Porque el Estado aconfesional tolera los privilegios y no garantiza la neutralidad en materia religiosa
Constantemente, desde posturas laicistas, cometemos el error de apelar al carácter aconfesional del Estado reflejado en el artículo 16.3 de la Constitución española. En una primera instancia puede ser necesario reclamar en este sentido porque incluso esta aconfesionalidad teórica es conculcada cada vez que un representante público, como tal, participa en actos puramente confesionales como misas, funerales religiosos, procesiones, etc., o contamina el carácter neutro de los actos estrictamente civiles con innecesarios elementos confesionales como las propias tomas de posesión de sus respectivos cargos (cabe recordar que desde el mismo Jefe del Estado hasta el último funcionario del ayuntamiento más pequeño son, stricto sensu, Estado).

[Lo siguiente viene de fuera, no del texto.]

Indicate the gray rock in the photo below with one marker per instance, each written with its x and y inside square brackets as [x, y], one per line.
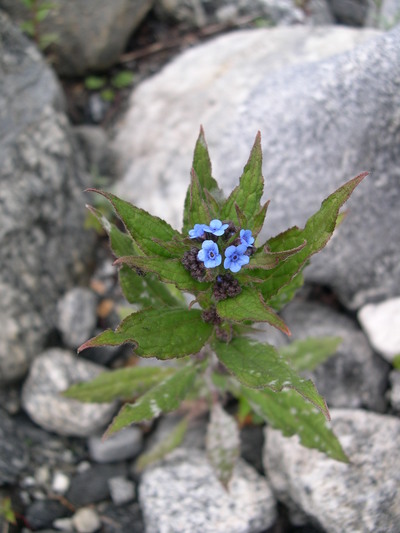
[42, 243]
[77, 316]
[381, 323]
[351, 12]
[389, 14]
[42, 513]
[122, 445]
[361, 496]
[91, 34]
[354, 377]
[91, 485]
[13, 453]
[394, 392]
[100, 157]
[322, 122]
[122, 490]
[51, 373]
[182, 495]
[86, 520]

Salvando este primer escollo, se hace necesario diferenciar los conceptos de Estado laico y Estado aconfesional, conceptos entre los que “saltamos” alegremente y utilizamos, en la mayor parte de las ocasiones, como equivalentes. Pero hay matices que hemos de diferenciar claramente y tener en cuenta.
Un Estado aconfesional, como la España que pretende nuestra Constitución, es aquel que no reconoce una religión oficial pero, y aquí es donde está el coladero, puede mantener acuerdos con una o más confesiones religiosas. En este sentido, el artículo 16.3 de la Constitución española lo deja bien claro:
Ninguna confesión tendrá carácter estatal. Los poderes públicos tendrán en cuenta las creencias religiosas de la sociedad española y mantendrán las consiguientes relaciones de cooperación con la Iglesia Católica y las demás confesiones.
La materialización de estas relaciones de cooperación se concreta en el Concordato entre el Estado español y la Santa Sede (1953); los Acuerdos internacionales entre el Estado español y la Santa Sede (1976 y 1979) y los Acuerdos de cooperación entre el Estado español y la Federación de Entidades Religiosas Evangélicas de España, la Federación de Comunidades Judías de España y la Comisión Islámica de España (1992).
Un Estado laico, en cambio, es aquel en el que su condición de neutralidad en materia religiosa es tal que, aún admitiendo todas las religiones y permitiendo la libertad de culto, ninguna de ellas ocupa una posición de privilegio ni permite la más mínima injerencia de éstas en el funcionamiento y organización del Estado. Del mismo modo, el Estado no favorece ni discrimina a una o a otra, ni financia públicamente ninguna Iglesia ni institución religiosa.
Según estas definiciones, podemos ver que el sentido del citado artículo 16.3 de la Constitución lleva a la propia carta magna al terreno de la ambigüedad, definiendo de entrada un Estado aconfesional pero estableciendo a continuación la situación de privilegio de una confesión, la católica, respecto de las demás.
Desde algunos sectores, principalmente favorables a que el Estado continúe financiando a la Iglesia católica, se apela a la igualdad de trato de las diferentes confesiones religiosas establecidas en España, al menos de las que tienen cierto arraigo entre la población (de ahí los acuerdos de cooperación antes señalados). Pero este modelo olvida a una gran parte de la sociedad, la compuesta por los fieles o seguidores de las otras confesiones que quedan fuera de los acuerdos y la cada vez mayor presencia de personas que directamente se declaran no creyentes o que no se encuadran dentro de ninguna Iglesia o confesión formal.
Otro aspecto que no debemos pasar por alto a la hora de referirnos a lo que podemos llamar modelo español es el hecho de la cada vez mayor multiculturalidad de nuestra sociedad. La convivencia de diversas culturas ha traído consigo la contemporaneidad de diferentes costumbres y creencias, dos de los aspectos que más influyen en la moral individual y colectiva de las personas. Este hecho hace que lo que se ajuste a la moral de unos pueda no hacerlo a la de otros. Es decir, la diversidad del hecho religioso termina por convertirse en un elemento discriminatorio, un factor de separación totalmente alejado de ese sustrato común que aglutinaba a toda la población en tiempos pasados. Hoy en día, la diversidad de creencias se opone a la conformación de una ética válida y común para esa sociedad multicultural.
Por todo ello el Estado laico se presenta como la única opción capaz de ofrecer un marco común a toda la ciudadanía, independientemente de sus creencias o convicciones. Este modelo proporciona un suelo limpio de prejuicios sobre el que construir una estructura de convivencia en base a los valores que nos son comunes a todos (democracia, libertad, Derechos Humanos, etc.).